At the heart of Kansai is Osaka, one of the largest cities in Japan only surpassed by Tokyo. My trip here wasn’t about finding any historical or cultural attractions, but instead to find one of the greatest impacts that Japan has on the world: fashion. When most people think of trendy cities London and Paris are the first to come to most minds, but where do these fashion forward cities look for their inspiration, Japan. Due to time constrictions I wasn’t able to make it to Tokyo; the fashion mecca of the world, but instead I was able to go to Osaka and find view something that I’ve waited a life time to see, Tokyo Street Fashion.

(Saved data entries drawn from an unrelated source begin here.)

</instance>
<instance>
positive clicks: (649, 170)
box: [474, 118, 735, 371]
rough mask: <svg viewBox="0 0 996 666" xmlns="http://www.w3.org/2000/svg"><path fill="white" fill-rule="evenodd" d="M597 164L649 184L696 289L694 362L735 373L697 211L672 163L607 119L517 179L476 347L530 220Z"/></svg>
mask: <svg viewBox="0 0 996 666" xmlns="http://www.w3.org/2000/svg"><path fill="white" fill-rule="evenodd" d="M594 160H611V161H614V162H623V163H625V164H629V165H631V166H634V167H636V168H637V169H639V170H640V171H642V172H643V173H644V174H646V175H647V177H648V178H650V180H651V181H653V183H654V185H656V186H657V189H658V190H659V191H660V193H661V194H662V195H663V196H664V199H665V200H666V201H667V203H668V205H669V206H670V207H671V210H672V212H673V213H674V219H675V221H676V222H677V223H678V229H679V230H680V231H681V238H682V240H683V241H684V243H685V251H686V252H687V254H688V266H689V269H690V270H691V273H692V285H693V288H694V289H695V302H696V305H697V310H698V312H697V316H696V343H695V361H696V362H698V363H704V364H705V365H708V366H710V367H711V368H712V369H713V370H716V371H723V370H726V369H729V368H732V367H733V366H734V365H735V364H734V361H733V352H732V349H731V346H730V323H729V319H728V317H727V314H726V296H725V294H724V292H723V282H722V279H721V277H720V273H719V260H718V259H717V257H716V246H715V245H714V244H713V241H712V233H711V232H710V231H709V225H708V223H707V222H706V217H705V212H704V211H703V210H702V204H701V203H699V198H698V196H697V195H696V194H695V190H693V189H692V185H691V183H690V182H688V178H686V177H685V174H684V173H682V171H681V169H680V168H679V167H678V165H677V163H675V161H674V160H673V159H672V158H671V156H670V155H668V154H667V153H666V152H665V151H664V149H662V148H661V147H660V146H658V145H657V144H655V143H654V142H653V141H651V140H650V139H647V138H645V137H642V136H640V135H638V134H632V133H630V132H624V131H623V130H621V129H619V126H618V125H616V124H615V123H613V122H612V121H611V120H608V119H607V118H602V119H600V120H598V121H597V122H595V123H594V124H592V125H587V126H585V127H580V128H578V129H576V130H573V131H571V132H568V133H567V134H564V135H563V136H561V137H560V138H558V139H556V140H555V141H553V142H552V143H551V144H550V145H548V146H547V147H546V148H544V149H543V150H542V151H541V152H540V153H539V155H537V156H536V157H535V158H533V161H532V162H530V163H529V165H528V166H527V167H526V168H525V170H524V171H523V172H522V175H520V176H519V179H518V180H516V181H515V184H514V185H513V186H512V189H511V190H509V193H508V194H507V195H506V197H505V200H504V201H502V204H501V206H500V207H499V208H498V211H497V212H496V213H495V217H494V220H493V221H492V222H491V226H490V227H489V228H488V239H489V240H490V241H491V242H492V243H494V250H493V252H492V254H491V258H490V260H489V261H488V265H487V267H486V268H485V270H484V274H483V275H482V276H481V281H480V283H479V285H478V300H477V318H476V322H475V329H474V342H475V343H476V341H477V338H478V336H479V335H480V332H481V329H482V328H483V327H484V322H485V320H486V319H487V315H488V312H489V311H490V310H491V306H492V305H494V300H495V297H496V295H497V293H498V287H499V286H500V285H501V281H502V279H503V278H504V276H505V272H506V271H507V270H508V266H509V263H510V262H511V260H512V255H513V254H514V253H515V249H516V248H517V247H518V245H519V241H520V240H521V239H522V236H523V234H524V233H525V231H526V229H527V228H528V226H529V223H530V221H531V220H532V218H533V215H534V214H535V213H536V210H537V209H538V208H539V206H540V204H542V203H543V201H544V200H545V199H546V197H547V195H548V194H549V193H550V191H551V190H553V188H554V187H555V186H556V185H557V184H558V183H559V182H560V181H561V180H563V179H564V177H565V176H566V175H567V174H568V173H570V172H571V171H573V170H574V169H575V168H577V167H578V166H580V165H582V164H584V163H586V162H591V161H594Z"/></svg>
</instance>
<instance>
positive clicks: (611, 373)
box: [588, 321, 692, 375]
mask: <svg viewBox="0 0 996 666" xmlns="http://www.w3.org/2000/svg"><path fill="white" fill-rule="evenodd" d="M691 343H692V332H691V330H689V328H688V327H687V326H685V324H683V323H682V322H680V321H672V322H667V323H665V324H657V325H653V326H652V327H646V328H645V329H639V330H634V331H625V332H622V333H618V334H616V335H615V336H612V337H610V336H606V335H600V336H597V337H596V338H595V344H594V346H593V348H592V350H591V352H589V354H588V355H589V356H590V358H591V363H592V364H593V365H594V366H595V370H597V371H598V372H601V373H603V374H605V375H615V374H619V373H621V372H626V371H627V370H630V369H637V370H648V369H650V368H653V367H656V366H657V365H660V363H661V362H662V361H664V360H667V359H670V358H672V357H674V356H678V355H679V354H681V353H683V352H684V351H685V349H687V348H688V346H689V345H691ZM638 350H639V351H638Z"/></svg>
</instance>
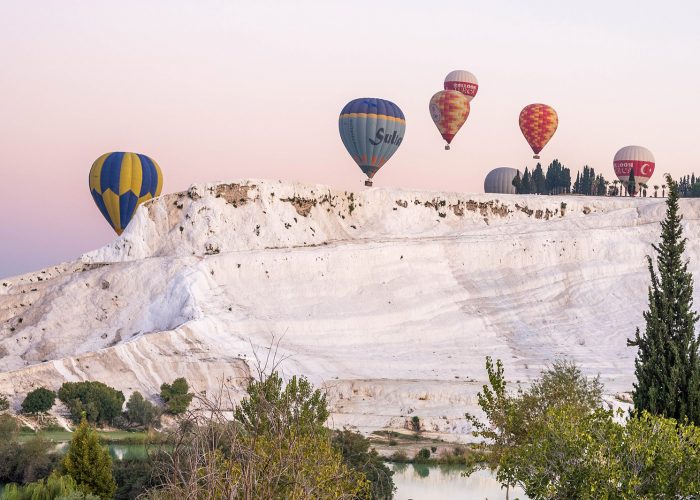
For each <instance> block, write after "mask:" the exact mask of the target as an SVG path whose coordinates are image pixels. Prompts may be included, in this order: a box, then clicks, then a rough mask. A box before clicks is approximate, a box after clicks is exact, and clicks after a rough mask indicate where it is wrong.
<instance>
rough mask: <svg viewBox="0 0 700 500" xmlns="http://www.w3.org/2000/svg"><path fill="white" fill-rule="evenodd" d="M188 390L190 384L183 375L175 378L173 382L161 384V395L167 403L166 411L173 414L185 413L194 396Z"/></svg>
mask: <svg viewBox="0 0 700 500" xmlns="http://www.w3.org/2000/svg"><path fill="white" fill-rule="evenodd" d="M188 391H189V385H188V384H187V380H185V379H184V378H183V377H180V378H177V379H175V380H174V381H173V383H172V384H163V385H161V386H160V397H161V398H162V399H163V402H164V403H165V407H166V411H167V412H168V413H171V414H173V415H180V414H182V413H185V412H186V411H187V407H189V406H190V403H191V402H192V397H193V396H194V395H193V394H191V393H189V392H188Z"/></svg>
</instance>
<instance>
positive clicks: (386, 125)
mask: <svg viewBox="0 0 700 500" xmlns="http://www.w3.org/2000/svg"><path fill="white" fill-rule="evenodd" d="M338 127H339V128H340V138H341V139H342V140H343V144H344V145H345V149H347V150H348V153H350V156H352V158H353V160H355V163H357V164H358V165H359V166H360V168H361V169H362V171H363V172H364V173H365V175H367V177H368V180H366V181H365V185H366V186H371V185H372V180H371V179H372V177H374V174H376V173H377V171H378V170H379V169H380V168H382V166H383V165H384V164H385V163H386V162H387V161H388V160H389V158H391V156H392V155H393V154H394V153H396V150H397V149H399V146H400V145H401V143H402V142H403V135H404V132H405V131H406V119H405V118H404V116H403V112H402V111H401V109H400V108H399V107H398V106H397V105H396V104H394V103H393V102H391V101H385V100H384V99H375V98H371V97H363V98H360V99H355V100H353V101H350V102H349V103H347V104H346V105H345V107H344V108H343V110H342V111H341V112H340V119H339V121H338Z"/></svg>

In the late nineties a new form of fashion started to appear in the Harajuku district of Tokyo. Teens began to rebel against the norms of society that was placed upon them; there method of speaking out was through their clothing. This imaginative style combines designer brands such as Louie Vuitton, with local brands like Milk and Super Lovers, with handmade items. Although Tokyo is still the main hub of Street Fashion, Osaka is the second best place to view this fashion.
I headed off to Amerkia-Maura (American Village), where I was told by some locals the best shopping was to be found. Although it is meant to be a place where kids can live out the "American myth" there is nothing American about this place. Everywhere I looked trendy shops sold the most unusual, but very Street Fashion looking clothing. If you plan on shopping here an unlimited budget is the best. One girl tried to sell me a hoodie for $900.

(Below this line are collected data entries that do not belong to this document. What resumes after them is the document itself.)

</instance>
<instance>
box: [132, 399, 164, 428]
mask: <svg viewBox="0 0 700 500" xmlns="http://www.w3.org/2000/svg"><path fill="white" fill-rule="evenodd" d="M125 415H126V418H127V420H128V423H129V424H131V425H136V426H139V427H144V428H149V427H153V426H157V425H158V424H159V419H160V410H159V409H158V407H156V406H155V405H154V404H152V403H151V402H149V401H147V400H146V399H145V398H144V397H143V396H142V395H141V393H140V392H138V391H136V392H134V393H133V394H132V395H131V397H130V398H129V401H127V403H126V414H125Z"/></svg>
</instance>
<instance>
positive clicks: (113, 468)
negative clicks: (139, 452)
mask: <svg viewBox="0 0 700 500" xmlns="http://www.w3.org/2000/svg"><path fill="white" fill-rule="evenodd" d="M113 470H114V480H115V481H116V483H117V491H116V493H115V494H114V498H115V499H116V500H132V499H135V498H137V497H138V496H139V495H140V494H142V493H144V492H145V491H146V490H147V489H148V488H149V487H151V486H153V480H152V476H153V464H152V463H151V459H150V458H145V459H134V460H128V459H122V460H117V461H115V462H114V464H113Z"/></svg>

Although there were many people in just jeans and T-shirts I did spot several teens clothed in Lolita style clothing (very doll like), and others in a mishmash of clothing that in any other place would have looked like someone had just fallen out of their closet but somehow here it made sense.
Tokyo Street Fashion has a rich history that is often ignored by the average traveler, but this unique blend of fashion captures the Japanese spirit in every sense. It shows an undeniable sense of independence and an "I’ll do it my way" attitude mixed with influences of the past, but modernized to reflect the progressive spirit of today. It leaves the viewer to walk away with the sense that they just saw something uniquely Japanese. This isn’t Gwen Stefani’s version of Harajuku.